Par dessus tout, deux cultures s'opposent : la culture dépolitisée de la « gouvernance » et du normativisme fonctionnaliste et la culture classique, décisionniste et souverainiste de la « Balance of Power », reflet de deux procès, celui de la modernité Wesphaliénne et Stato-nationale, qui est loin d'être mort, et celui de l'interdépendance globale et de la post-modernité, qui prétend la remplacer. L'une, réaliste, parle à l'Histoire et à la grande stratégie, l'autre, idéaliste et constructiviste, à l'économie, aux sociétés civiles et aux figures fictives des citoyens. L'Europe intégrationniste est en crise, parce qu'elle n'a pas sa place ni dans une logique, ni dans l'autre,. Elle subit une crise de gouvernance sans disposer d'un modèle social viable et accepte une carence de leadership sans opposer une idée forte d'ordre international praticable.

Les conditions d'exercice de la coopération internationale, inspirée de la « bonne gouvernance » et de l'idéologie multilatéraliste dominante, sapent les bases des trois piliers du système international classique :

  • celui de la neutralité de l'État, qui concerne les conflits de religion et d'idées et plus loin les régimes politiques

  • celui de la ''légitimité'' politique, qui n'est pas seulement moderne mais également traditionnelle ou mixte

  • celui de la souveraineté étatique et de l'autodétermination des peuples à disposer d'eux-mêmes, à faire sécession ou encore à autoriser la communauté internationale à proclamer un droit d'ingérence dans les affaires intérieures d'un autre État, de sorte que la conception de la « souveraineté » devient, d'absolue, conditionnelle.

Dans la conjoncture politique actuelle, la plupart des déterminismes sont d'ordre mondial et relèvent d'une pluralité d'acteurs en rivalité et compétition qui ne sont plus hiérarchisées par un modèle de conduite prédominant et à caractère hégémonique. L'impératif existentiel de l'Union est dans le choix entre le réalisme hiérarchique d'un directoire responsable composé par l'Allemagne et par la France et l'utopisme d'un solidarisme faible, composé d'autres Etats-membres intermédiaires ou mineurs. Le dilemme est cruel: union politique ou lente dislocation institutionnelle et sociale?

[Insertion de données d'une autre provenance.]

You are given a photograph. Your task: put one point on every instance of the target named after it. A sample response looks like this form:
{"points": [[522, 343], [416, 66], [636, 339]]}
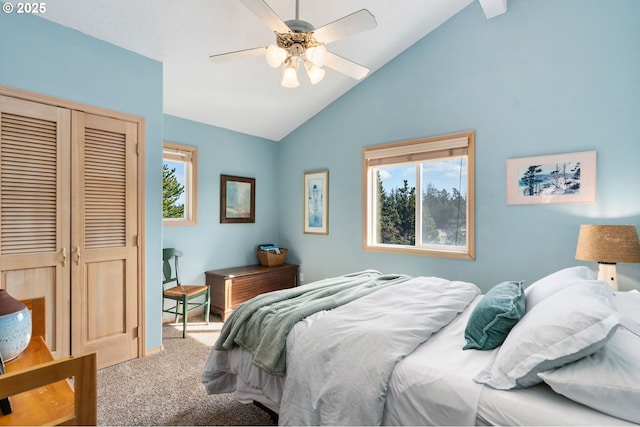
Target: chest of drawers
{"points": [[232, 286]]}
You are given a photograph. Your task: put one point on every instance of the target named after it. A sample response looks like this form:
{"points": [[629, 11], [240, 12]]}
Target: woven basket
{"points": [[271, 259]]}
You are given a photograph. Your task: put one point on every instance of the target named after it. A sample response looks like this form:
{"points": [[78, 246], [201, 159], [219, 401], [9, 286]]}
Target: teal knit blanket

L'ordre planétaire d'aujourd'hui n'est plus celui de l'immédiat après guerre. Le système de la multipolarité évolue vers une dislocation politique des continents et est marqué par le retour des grands États continentaux sur le devant de la scène du monde et donc par la logique d'une paix d'équilibre, fondée sur des relations asymétriques. Celles-ci ne comportent cependant pas, et pour l'heure, l'assujettissement des acteurs ou des pôles à une autorité supérieure prédominante et sont marqués, provisoirement, par une vide hégémonique.

Ainsi, l'organisation régionale d'une paix européenne fédérative douée d'un directoire dynamique devrait s'imposer à long terme mais sur une base ou Bismarckienne qui n'a pas besoin d'être écrite, à la manière du « jus publicum europaeum », car ce qui compte c'est que ses règles soient appliquées et tenues pour légitimes.

Force est de constater, au sein du concert européen, que les puissances régionales majeures, France, Allemagne ou Grande Bretagne, n'entendent pas mettre un terme à leur compétition et n'acceptent pas d'y substituer une réponse de pure coopération ou de solidarité effective.

Elles voudraient y exercer une coordination régulée, sous l'autorité d'un « Vrai » gouvernement de l'Union Européenne soit-il de la Cour de Justice du Luxembourg ou la Cour Constitutionnelle de Karlsruhe. Or ceux-ci ne peuvent s'imposer aux États car leur autorité ne peut être supérieure à la juridiction politique de ceux-là, ni en ce qui concerne les grandes orientations économiques, ni pour ce qui est des grandes ambitions politiques.

En ce sens, ces « Vrais » gouvernements ne pourront juger des comportements politiques des pays membres, par leur nature insyndicables et discrétionnaires. Les États sont supérieurs à la loi commune et au droit associatif ou fédératif. L'ensemble européen n'est pas proprement fédératif mais associatif et contractuel. Dans ce cadre, un directoire est nécessaire afin d'éviter les mécanismes purement juridiques de sanction et de ce fait un gouvernement des juges. En effet, le directoire européen ne peut être qu'oligarchique et refléter des relations de puissance déjà établies et cependant en devenir.

 

L'INVERSION DES PARADIGMES ET LE RETOUR DES ÉTATS

Le retour aux États en Europe et dans le monde est dû au fait que nous vivons des temps où l'essentiel est en jeu. Nous vivons des temps stratégiques, des temps de survie. Ainsi le retour aux États c'est d'abord le retour des vrais sujets de l'Histoire car l'Agenda mondial exige des choix d'orientation ou encore de stratégies indirectes. Ces choix ont pour but de faire effondrer l'adversaire par une manœuvre enveloppante et, si possible de l'intérieur. Deux cas exemplaires: l'URSS en 1991 et l'Union Européenne entre 2009 et 2012.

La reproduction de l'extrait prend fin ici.